Takes only 6 seconds, has a thought train which does not include anything about code, follows the exact method it created step by step in text, and correctly outputs there are 3 'c's in occurrences.

.

Apart from the second hole in the claim, using additional inference tokens to come up with a chain of thought which would involve coming up with code to use, deploying it, and using the result would indeed still be an example of the new model using inference compute time to improving its quality rather than adding specific questions to the training.

TZubiri · on Sept 14, 2024

I think you are confused about what thread you are in.

Have you read the original article?

Here's a quote:

"I added this to Mimi's system prompt:

If you are asked to count the number of letters in a word, do it by writing a python program and run it with code_interpreter."

This article was released before o1, it's not the topic. The solution was just adding a system prompt and executing the python script generated, in order to solve the strawberry problem. It wasn't solved by increasing compute time, unless you count the inference from the extra system prompt tokens.

zamadatix · on Sept 15, 2024

Er, yes - I read the original article... which is how I know "This article was released before o1, it's not the topic" is false on both count.

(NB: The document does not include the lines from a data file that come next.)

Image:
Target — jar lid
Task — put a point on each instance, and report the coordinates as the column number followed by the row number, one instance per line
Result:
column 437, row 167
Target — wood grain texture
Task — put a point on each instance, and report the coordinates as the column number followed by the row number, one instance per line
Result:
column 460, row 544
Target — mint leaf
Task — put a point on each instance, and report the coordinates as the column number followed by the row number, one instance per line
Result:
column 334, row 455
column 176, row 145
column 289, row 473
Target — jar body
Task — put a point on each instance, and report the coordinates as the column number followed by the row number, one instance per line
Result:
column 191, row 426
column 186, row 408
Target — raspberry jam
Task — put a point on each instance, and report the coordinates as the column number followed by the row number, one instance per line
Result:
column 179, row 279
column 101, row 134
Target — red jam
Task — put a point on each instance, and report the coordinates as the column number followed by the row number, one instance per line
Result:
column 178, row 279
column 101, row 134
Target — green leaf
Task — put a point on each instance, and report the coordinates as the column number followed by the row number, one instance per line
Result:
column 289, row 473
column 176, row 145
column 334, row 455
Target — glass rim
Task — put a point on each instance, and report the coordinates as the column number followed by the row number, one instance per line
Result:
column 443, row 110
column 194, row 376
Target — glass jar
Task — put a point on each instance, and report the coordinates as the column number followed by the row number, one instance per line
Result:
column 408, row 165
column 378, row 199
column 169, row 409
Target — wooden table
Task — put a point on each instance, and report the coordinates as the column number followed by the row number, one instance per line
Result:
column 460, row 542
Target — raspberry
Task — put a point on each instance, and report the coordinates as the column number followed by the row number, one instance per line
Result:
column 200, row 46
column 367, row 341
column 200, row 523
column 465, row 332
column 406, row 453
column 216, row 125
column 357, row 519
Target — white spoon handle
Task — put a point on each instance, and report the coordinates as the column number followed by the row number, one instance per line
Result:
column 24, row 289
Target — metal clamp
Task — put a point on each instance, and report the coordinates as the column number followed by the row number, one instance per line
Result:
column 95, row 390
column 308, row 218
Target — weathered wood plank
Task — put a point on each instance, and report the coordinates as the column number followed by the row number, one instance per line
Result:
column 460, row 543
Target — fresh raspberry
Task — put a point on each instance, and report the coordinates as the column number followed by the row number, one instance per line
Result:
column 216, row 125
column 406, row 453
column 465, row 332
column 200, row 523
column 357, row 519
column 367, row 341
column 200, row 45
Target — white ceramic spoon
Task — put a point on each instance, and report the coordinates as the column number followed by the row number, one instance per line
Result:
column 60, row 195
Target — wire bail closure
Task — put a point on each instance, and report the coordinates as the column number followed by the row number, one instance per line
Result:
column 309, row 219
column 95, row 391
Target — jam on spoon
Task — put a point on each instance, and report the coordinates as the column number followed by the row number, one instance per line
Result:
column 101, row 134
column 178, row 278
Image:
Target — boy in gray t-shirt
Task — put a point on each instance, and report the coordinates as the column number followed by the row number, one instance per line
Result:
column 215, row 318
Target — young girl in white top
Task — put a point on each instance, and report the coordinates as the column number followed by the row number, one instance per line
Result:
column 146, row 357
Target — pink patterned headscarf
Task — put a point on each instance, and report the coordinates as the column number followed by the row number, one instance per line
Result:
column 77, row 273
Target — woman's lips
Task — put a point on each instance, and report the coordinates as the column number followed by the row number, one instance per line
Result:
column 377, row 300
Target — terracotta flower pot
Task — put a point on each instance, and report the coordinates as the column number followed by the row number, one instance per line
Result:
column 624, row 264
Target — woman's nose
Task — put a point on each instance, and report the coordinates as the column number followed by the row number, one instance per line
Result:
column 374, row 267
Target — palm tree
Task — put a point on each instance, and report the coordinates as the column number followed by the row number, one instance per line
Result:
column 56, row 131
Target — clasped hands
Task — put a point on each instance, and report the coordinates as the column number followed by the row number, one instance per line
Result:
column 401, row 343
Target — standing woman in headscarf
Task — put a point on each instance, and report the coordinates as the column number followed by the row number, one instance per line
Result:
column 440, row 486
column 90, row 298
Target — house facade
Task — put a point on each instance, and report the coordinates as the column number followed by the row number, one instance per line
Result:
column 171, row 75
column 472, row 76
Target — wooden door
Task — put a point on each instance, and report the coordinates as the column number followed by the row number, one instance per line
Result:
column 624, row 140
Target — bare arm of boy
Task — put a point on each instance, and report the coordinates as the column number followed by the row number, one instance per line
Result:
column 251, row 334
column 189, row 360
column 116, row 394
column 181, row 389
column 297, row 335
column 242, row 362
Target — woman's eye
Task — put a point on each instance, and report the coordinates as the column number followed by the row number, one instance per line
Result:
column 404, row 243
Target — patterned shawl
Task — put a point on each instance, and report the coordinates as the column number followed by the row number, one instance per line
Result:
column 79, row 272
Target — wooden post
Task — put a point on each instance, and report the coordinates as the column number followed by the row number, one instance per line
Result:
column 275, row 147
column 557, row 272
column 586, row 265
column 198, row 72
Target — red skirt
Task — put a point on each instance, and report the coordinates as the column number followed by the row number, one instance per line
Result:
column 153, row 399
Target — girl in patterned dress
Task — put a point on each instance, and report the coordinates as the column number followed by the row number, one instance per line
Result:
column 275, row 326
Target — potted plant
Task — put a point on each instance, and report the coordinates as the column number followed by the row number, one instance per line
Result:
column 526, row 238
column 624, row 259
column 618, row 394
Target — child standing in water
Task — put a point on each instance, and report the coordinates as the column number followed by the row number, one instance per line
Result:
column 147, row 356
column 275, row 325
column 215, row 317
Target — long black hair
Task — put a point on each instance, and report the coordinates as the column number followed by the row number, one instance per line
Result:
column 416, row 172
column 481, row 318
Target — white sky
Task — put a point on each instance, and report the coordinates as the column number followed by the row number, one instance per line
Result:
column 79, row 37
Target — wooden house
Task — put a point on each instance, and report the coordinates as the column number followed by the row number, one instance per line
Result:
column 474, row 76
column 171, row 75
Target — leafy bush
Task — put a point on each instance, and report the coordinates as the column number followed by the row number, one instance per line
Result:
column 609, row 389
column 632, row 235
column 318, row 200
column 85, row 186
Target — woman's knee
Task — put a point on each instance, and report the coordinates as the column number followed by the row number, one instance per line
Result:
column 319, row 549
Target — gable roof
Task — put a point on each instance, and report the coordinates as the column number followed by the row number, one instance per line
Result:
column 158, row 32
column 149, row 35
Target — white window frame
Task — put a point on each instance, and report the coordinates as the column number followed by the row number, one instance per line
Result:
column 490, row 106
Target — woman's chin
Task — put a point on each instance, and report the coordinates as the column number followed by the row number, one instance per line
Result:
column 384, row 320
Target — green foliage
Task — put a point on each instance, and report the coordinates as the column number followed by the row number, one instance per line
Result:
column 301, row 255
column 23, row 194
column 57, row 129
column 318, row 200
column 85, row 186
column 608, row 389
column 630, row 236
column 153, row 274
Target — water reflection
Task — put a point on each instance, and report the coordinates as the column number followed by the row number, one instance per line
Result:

The first paragraph of said article lays that out:

> Recently OpenAI announced their model codenamed "strawberry" as OpenAI o1. One of the main things that has been hyped up for months with this model is the ability to solve the "strawberry problem". This is one of those rare problems that's trivial for a human to do correctly, but almost impossible for large language models to solve in their current forms. Surely with this being the main focus of their model, OpenAI would add a "fast path" or something to the training data to make that exact thing work as expected, right?

and is preceded by a date, 09/13/2024, which is the same day this HN thread was created. o1 was announced and released the day prior to both.

TZubiri · on Sept 16, 2024

You are right.

Please note that strawberry-mimi is the model I was referring to.

zamadatix · on Sept 17, 2024

All good, hopefully my original question about Strawberry makes more sense now.